Mary Cassatt and Edgar Degas did not have the good fortune of hearing the criticism that might have shown them the message of their own work. This is a conversation between Cassatt and a Philadelphia friend Louisine Havemeyer.
Edgar Degas and Mary Cassatt made the mistake people make now, thinking if they cared for one another more, they would be less themselves. As artists, they had a completely different purpose. Here is a painting of the milliner's shop in which Mary Cassatt posed for Degas.
She cared for this painting, and was proud of the way Degas used the mirror frame as a means of showing the mystery of woman.
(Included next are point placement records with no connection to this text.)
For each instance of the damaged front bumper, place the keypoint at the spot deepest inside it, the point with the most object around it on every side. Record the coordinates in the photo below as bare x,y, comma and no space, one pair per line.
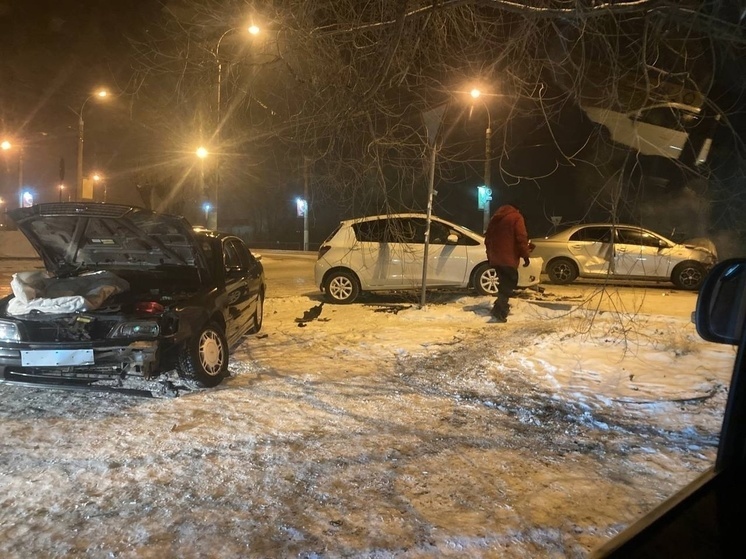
79,364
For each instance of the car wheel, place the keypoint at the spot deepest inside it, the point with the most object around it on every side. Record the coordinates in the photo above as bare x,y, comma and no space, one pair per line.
204,358
258,317
562,270
485,280
688,275
341,287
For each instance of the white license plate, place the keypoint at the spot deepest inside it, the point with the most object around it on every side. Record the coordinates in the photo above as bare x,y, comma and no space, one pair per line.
56,357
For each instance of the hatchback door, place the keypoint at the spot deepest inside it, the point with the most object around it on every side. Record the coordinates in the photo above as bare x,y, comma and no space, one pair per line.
376,254
447,262
238,287
639,253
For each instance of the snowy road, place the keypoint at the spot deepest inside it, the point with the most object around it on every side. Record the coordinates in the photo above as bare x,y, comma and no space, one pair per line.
380,430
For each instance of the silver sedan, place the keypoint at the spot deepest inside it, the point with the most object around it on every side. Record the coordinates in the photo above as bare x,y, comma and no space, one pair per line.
606,251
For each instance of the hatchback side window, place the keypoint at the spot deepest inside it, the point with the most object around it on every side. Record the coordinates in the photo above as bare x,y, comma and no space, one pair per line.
371,231
403,230
231,259
244,258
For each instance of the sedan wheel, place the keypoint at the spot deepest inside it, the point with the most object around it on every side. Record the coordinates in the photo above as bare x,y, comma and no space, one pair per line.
204,358
688,275
341,287
561,271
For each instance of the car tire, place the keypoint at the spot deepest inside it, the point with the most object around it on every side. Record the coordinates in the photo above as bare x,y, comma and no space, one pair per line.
204,358
258,317
341,287
485,280
688,275
562,271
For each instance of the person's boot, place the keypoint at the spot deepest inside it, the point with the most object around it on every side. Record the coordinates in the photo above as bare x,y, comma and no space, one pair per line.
503,305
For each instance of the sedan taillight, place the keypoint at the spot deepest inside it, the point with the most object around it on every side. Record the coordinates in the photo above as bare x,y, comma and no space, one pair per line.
149,307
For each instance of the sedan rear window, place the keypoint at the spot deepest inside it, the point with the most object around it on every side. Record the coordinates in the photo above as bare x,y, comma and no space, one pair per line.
592,234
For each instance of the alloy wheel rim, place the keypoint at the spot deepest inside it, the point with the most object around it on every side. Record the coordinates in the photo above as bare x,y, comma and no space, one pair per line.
340,288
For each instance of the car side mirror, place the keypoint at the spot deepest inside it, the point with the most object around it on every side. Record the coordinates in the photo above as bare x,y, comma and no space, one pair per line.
234,271
721,305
This is a drawing, one of several Degas did, of Mary Cassatt at the Louvre. In the Phoebe Pool biographical work, there is this catalogue note about the two ways of being only Aesthetic Realism makes sense of:
Art never came out of such a sulky intention, and what we see here is art. The impersonal back has that pulsating quality, what is described as the nervous line of life. The relation of curved and straight lines in the tilted head make abstract form and the penetrating, concentrated look of a particular person simultaneous. The line that joins arm and umbrella is the line that separates and joins the body of Cassatt and the space on the upper right. Mary Cassatt's feet rest on a place unseen by us, but in that space the triangle begins that goes to the top of her head and down again. Up and down here are a visual resolution of the conflict of superiority and inferiority. The impersonal and warmly tender, lightness and weight, the unseen and seen are made one by Edgar Degas the artist as he looked at the painter Mary Cassatt. Perhaps that is why there are those lovely pink touches put by one artist close to the hands of another. If the eyes that saw this way, could have done so all the time, perhaps the blindness that afflicted both artists later in their lives might not have occurred.
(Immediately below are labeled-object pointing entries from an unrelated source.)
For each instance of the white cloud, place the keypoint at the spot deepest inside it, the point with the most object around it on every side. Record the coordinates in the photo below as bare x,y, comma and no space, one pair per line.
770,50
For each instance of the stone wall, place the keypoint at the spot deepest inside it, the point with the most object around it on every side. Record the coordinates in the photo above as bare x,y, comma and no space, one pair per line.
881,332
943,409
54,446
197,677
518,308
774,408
As I read about the lives of these two people whose work has caused such great emotion in people for more than a hundred years now, I wished destiny could have had them hear what my dear husband and colleague, Chaim Koppelman and I, in this century had the inestimable good fortune to hear. When, in the 1950's, I felt cold and distant from my husband—sulky because I felt he cared more for his work than he did for me, and we both felt the other interfered with our plans as artists, we had Aesthetic Realism lessons. Mr. Siegel's words are ringingly clear: "See your marriage as belonging to art!—and Mr. Siegel asked me: Have you welcomed all the feelings Chaim Koppelman could cause in you?
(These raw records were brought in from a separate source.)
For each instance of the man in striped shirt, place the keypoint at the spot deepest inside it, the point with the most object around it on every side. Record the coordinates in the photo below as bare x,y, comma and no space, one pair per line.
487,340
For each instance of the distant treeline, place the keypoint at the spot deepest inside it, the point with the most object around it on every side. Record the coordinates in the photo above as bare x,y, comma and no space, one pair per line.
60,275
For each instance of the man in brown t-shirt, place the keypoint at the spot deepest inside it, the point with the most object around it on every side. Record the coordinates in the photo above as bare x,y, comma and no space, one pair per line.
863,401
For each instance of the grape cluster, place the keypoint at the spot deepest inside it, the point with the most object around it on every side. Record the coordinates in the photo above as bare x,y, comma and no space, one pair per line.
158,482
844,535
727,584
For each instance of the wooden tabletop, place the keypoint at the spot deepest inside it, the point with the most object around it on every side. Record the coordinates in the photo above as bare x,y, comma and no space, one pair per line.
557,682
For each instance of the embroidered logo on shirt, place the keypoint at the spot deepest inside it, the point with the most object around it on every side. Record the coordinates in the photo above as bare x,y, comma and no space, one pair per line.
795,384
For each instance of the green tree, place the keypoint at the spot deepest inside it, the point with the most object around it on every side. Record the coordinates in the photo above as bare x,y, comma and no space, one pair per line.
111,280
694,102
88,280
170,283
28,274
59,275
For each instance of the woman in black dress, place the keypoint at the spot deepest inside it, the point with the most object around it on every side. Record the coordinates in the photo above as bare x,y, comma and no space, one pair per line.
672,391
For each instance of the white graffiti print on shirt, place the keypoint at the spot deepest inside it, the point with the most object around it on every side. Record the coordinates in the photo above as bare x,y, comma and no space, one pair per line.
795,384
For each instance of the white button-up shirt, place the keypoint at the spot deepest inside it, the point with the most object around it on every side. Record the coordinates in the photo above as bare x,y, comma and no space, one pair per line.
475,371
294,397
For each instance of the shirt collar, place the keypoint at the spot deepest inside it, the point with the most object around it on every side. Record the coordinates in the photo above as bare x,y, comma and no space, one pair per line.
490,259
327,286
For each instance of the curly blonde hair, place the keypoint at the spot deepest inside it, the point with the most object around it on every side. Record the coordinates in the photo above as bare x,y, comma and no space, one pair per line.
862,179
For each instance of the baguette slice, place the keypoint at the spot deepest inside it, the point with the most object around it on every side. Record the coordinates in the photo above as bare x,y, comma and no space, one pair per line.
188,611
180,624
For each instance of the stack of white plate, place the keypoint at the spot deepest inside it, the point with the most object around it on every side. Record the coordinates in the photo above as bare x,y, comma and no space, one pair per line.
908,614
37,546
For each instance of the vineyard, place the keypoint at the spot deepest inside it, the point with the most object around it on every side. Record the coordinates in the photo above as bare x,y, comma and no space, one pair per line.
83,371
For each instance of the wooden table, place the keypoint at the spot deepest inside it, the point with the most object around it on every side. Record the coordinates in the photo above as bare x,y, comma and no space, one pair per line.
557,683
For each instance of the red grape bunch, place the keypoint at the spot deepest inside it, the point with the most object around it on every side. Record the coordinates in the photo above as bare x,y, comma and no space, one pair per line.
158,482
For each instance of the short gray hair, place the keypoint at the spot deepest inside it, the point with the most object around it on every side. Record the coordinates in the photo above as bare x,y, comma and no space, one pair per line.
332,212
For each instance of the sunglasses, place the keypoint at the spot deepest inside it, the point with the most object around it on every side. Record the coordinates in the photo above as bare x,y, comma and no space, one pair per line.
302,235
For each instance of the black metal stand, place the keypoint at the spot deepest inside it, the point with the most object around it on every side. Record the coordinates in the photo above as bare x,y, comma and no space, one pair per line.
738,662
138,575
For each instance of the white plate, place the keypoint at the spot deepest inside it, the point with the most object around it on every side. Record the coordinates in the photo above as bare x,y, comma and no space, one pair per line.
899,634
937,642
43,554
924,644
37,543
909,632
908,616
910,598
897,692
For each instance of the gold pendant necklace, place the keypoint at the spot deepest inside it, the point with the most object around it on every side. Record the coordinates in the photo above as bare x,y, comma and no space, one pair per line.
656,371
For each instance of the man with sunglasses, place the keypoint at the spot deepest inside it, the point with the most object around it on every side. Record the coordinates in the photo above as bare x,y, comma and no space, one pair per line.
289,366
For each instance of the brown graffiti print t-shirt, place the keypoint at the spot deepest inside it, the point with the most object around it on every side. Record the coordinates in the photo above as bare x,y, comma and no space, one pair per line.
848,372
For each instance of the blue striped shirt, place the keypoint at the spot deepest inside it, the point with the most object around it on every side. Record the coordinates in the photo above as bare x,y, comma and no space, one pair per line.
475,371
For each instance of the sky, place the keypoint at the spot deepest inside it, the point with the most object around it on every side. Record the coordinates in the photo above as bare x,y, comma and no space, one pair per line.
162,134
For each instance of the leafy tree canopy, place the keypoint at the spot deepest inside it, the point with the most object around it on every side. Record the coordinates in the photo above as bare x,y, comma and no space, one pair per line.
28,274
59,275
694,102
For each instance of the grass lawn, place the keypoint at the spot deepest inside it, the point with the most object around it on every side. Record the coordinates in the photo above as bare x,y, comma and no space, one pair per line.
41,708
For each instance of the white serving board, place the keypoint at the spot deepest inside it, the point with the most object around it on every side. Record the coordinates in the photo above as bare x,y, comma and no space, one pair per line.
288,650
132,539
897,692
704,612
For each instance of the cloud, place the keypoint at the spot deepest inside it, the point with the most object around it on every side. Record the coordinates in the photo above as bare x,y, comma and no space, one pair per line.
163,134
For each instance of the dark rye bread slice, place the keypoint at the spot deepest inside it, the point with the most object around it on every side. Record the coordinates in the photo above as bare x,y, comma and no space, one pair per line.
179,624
I am grateful to say that I see Aesthetic Realism and Eli Siegel, each as a oneness personally and impersonally of art and love, and that Aesthetic Realism is teaching people now that the fear people have had of respecting one another, the fear men and women have had of scorn from one another, and the fear—so very wrong—that being close to another person will make them less, and the contempt solution which seems such an easy answer—all this can change completely. Aesthetic Realism is teaching people that the only way we can like ourselves is to respect and love and want to know the world outside ourselves, including a particular representative of that world.